Table 7 The results of different resampling ratios in DMDP with LSTM (FIN) + Wavenet (TEXT)

Dilation layers in wavenet We also evaluate the effects of different numbers of dilation layers in Wavenet on model performance. The results are presented in Table 8. We can see that the models with 8 dilation layers give the best performance. Following the practice in [28], we also tune the parameters including the skip channels, residual channels and the number of filters. The setting which achieves the best performance on validation set is obtained via grid search. Since the tuning is similar with dilation layers, we only list results of different dilation layers here.
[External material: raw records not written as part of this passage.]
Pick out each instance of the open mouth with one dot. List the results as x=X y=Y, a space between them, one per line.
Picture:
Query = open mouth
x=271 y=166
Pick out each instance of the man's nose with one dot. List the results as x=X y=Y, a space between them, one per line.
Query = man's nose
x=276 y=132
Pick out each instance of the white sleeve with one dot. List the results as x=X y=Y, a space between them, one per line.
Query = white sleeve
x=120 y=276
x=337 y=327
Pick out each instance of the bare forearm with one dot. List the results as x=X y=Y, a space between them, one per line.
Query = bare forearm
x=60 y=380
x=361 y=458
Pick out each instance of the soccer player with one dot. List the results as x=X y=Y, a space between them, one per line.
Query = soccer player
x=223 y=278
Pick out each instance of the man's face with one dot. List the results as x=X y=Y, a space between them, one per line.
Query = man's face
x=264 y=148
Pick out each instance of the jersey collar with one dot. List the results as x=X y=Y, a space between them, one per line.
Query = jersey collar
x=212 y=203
Table 8 The results of different numbers of dilation layers in Wavenet (TEXT) in DMDP with LSTM (FIN) + Wavenet (TEXT)

5 Related Work

Recently, RNN variants such as LSTM [14] have been very successful in modeling the long-range sequential dependencies. And they have been applied to many time series forecasting or classification tasks. In [9], the authors used LSTM to predict whether a stock (6 typical stocks) would increase 0–1% (class 1), above 1% (class 2) or not increasing (class 3) within next three hours with the highest accuracy at 59.5%. In [36], the authors proposed a novel SFM model, which incorporates discrete Fourier transform (DFT) into LSTM, to predict values in the future series. They argued that by decomposing the hidden states of LSTM into multi-frequency components, they could capture different latent patterns behind the original time series. In [21], the authors tried to combine LSTM and CNN into a single framework called TreNet as the author argued that CNNs extract salient features from local raw data, while LSTM captures long-term dependency. The results demonstrated that the combined network outperforms both CNN and LSTM as well as various kernel-based models in predicting the trend in time series. However, to the best of our knowledge, no prior work has studied the problem of default probability prediction which is a critical task to perform risk assessment for listed companies. Moreover, none of the existing time series prediction methods leverages the informative social media data to enhance prediction accuracy.

6 Conclusion

This paper has developed a default probability prediction framework DMDP, which leverages both structured financial factors and unstructured news from social media, to capture default risk states of the observed corporations. DMDP involves a data alignment component to absorb multi-source data with different timestamps. We further adopt LSTM, Phased LSTM and Wavenet for financial variables time series and news text time series, respectively, to effectively extract the latent information. In the experiments, we considered over 30 financial indicators including the profitability, solvency, operation ability, cash flow ability and potential growth ability of records for over 3000 listed corporations in mainland China. The results show that compared to the existing risk assessment approach that only considers financial factors, our neural method with additional indicators from social media news improves the accuracy of the default probability prediction results. As future work, we will investigate the following research directions: (1) the effects of public opinions among affiliated companies on a company’s default value; (2) the importance of different features on default probability prediction performance.